How To Use the Scripts
I've tested these scripts on Windows Server 2003, Windows XP Professional Service Pack 1 (SP1), Windows 2000 Server SP4, and Win2K Pro. To begin using them, follow these steps:
- Download PsLoggedOn and PsFile (http://www.sysinternals.com); download GetUserInfo (http://www.joeware.net/win/free/tools/getuserinfo.htm). Some of these utilities are sensitive to spaces in the file path. Place them in a folder that has no spaces in its path. You might consider placing them in a server-located, shared folder for easier access.
- Download the four user-connection scripts from http://www.windowsitpro.com/windowsscripting (enter 45505 in the site's InstantDoc ID box, then click the 45505.zip file link at the top of the online article). Copy all the scripts into one folder on the server or PC from which you're going to run your queries. (Be aware that column widths in the printed publication force us to wrap code lines in the printed listings, which might cause the code to run incorrectly. Also, some of these scripts incorporate key spaces, tabs, and other details that aren't obvious in the code unless you download it according to these instructions.)
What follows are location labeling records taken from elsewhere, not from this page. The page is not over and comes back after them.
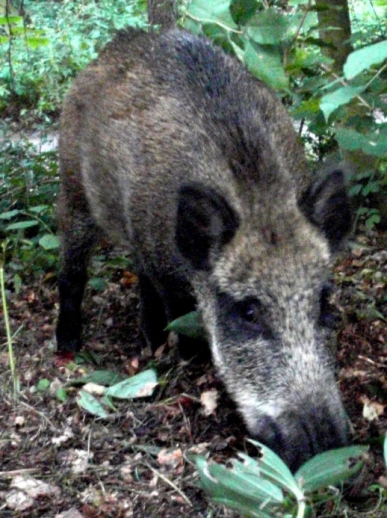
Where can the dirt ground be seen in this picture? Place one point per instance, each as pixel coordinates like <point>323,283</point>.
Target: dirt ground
<point>59,461</point>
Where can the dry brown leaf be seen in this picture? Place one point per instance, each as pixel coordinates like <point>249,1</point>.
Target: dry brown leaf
<point>209,400</point>
<point>170,458</point>
<point>94,388</point>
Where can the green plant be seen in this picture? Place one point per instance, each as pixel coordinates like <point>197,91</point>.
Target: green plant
<point>265,488</point>
<point>11,356</point>
<point>50,43</point>
<point>339,114</point>
<point>28,187</point>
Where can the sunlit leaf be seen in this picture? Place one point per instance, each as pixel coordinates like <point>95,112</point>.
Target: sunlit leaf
<point>49,242</point>
<point>330,102</point>
<point>190,325</point>
<point>140,385</point>
<point>91,404</point>
<point>267,27</point>
<point>364,58</point>
<point>330,468</point>
<point>265,62</point>
<point>214,11</point>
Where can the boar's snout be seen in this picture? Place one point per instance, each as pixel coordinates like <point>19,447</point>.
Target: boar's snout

- Edit the first line or two in each script (e.g., the code at callout A in Listing 3) to point to the PsTools and JoeWare utilities.
- The scripts are self locating and will look for a servers.txt file in the same folder as the scripts. This file should contain a list of your target servers, with one server name on each line.
- Each script automatically creates a Logs folder the first time it runs and places all its logs into that folder. These logs are tab-separated value (.tsv) files, named with the target server name.
- After you've tested the scripts and have decided which script or scripts give you the information that's most helpful for your environment, use Task Scheduler to run your choices regularly. (I run mine about every 2 hours during the business day.
The four scripts I've provided here should help make server and share migrations smoother and community-share use easier to access. Try them out in a test environment and pick the scripts that will give you the information that you (and your organization's management) need.